Guiding consumers since 2009

Inflation shock fuels rate hike talk

By Staff Writer

From Business Report

April 24, 2008

By Ethel Hazelhurst

The market was reacting to the increased chance of a further interest rate
hike, which would reduce the economy's growth potential and therefore
company profits.

Ian Cruickshanks, the head of strategic research at Nedbank Capital, said
the all share index lost the day's gains in the two hours after Statistics
SA released data on the March consumer price index (CPI) and CPIX (CPI less mortgage costs).

"The [all share] was nearly 1 percent up on the day when the news came at
11.30am, but by lunch time it was marginally down on the day," he said.

"And the banking index was down 2 percent."

Banks are particularly sensitive to rising interest rates.

The all share index closed virtually flat at 31 741 points, just 0.1 percent
up on the day, while the banking index lost 0.7 percent.

Stats SA reported that CPI rose 10.6 percent year on year last month, the
biggest gain since January 2003, when it rose 11.6 percent. And CPIX inflation
came in at 10.1 percent, the fastest rate since the 10.8 percent of November
2002. It has breached the 6 percent ceiling of the central bank's target range
for 12 consecutive months.

The CPIX figure was well up on the median prediction of 9.7 percent from 18
economists polled by Bloomberg.

In light of the latest figure, the money market anticipates that the Reserve
Bank's monetary policy committee will lift the repo rate by 50 basis points at
its next meeting in June, according to Cruickshanks. The bank has already raised its official rate from 7 percent in June 2006 to 11.5 percent this month.
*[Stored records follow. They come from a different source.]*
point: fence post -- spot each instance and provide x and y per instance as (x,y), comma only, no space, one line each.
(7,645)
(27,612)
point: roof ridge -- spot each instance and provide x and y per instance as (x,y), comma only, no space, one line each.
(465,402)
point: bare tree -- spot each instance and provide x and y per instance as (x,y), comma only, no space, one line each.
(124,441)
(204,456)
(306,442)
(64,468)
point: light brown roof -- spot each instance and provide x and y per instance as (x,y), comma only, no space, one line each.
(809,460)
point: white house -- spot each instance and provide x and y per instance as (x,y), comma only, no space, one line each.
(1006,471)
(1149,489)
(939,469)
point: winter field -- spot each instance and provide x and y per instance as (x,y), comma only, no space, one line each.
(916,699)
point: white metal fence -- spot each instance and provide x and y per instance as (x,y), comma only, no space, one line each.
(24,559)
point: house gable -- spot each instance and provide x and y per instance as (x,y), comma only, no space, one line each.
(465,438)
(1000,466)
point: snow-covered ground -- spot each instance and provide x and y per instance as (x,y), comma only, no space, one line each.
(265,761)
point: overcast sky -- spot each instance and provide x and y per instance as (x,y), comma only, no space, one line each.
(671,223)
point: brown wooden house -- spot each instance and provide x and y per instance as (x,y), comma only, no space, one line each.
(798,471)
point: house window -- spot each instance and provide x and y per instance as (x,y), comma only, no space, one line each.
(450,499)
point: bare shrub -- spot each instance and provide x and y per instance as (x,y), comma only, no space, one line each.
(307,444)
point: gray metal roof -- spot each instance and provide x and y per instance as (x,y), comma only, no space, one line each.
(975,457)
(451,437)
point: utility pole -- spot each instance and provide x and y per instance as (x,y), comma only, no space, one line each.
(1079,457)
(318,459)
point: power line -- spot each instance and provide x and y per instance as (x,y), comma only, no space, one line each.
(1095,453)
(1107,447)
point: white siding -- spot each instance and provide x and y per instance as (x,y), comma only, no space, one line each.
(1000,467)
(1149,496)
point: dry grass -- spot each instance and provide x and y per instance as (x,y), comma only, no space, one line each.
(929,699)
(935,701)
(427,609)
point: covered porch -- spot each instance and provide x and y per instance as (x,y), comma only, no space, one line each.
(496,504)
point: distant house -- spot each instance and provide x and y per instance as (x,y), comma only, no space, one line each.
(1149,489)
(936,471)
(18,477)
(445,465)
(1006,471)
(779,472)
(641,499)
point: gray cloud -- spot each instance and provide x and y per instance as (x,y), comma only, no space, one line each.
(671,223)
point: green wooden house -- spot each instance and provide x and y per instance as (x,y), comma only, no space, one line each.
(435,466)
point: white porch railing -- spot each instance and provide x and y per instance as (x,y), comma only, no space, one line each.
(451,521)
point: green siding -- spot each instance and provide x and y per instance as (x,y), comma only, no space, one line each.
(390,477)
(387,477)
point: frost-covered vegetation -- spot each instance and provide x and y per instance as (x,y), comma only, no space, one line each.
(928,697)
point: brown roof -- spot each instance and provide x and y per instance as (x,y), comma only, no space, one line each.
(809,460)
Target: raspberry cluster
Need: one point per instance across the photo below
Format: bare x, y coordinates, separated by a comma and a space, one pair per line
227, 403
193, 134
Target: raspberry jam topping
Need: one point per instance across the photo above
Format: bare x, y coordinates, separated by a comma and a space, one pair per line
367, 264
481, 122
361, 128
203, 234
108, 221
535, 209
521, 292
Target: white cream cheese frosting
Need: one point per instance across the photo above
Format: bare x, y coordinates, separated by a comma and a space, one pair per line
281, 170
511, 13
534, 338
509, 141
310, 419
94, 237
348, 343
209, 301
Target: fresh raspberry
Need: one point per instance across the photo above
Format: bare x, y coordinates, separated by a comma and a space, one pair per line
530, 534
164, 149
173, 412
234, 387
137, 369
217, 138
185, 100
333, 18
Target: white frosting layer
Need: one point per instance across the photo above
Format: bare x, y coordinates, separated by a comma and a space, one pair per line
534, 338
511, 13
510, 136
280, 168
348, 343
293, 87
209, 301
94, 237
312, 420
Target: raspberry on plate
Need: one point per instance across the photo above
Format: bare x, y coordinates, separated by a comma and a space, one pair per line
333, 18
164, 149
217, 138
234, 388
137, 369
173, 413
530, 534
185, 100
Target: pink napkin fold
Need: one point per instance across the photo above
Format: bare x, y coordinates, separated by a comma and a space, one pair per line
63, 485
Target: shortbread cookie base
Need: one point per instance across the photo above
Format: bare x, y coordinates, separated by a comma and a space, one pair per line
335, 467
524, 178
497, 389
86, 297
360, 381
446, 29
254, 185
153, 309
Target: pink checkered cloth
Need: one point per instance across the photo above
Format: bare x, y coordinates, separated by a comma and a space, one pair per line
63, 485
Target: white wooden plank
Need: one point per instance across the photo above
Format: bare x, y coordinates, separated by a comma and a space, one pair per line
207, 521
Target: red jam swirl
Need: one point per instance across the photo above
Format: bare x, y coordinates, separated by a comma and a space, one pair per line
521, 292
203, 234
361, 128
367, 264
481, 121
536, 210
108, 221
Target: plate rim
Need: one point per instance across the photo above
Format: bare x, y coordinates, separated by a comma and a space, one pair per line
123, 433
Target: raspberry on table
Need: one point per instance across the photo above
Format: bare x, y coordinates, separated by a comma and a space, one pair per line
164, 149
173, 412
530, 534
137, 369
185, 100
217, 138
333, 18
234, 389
Food again played a major part in the acceleration, with CPIX food inflation at
15.6 percent last month. Much of the inflationary impetus came from abroad.

Based on the average spot maize price, Standard Bank said domestic prices had risen only 5 percent this year and 40 percent since the start of last year,
while the maize price on the Chicago Board of Trade "has accelerated much faster in the midst of an international food price crisis".

The bank said some relief would come from South Africa's "bumper maize crop this year of some 10.7 million tons - the highest in three years".

However, it said, current production levels were unsustainable "given the
relatively low export parity prices and high input costs. As an average 100 litres of diesel is consumed for every hectare of maize produced, farmers are already paying R213 more for diesel per hectare since the start of the year, while the spot price of maize has only risen by an average R87 a ton over this period."

Cruickshanks said the maize price quoted in Chicago this week was up by 87 percent from last July.

Fuel also contributed significantly to higher overall prices.

Kevin Lings, an economist at Stanlib, said: "Vehicle running costs rose 5.6 percent month on month, which reflects mostly the 61c a litre increase in the petrol price in March."

He said a further price increase of about 20c a litre was expected next month. In the 12 months to March, vehicle running costs were up 27 percent.

A few components of the index are still experiencing price declines. Last month vehicle prices fell 0.3 percent from February and 0.6 percent over the 12 months. A Stats SA official said the figure was influenced by lower prices of used cars.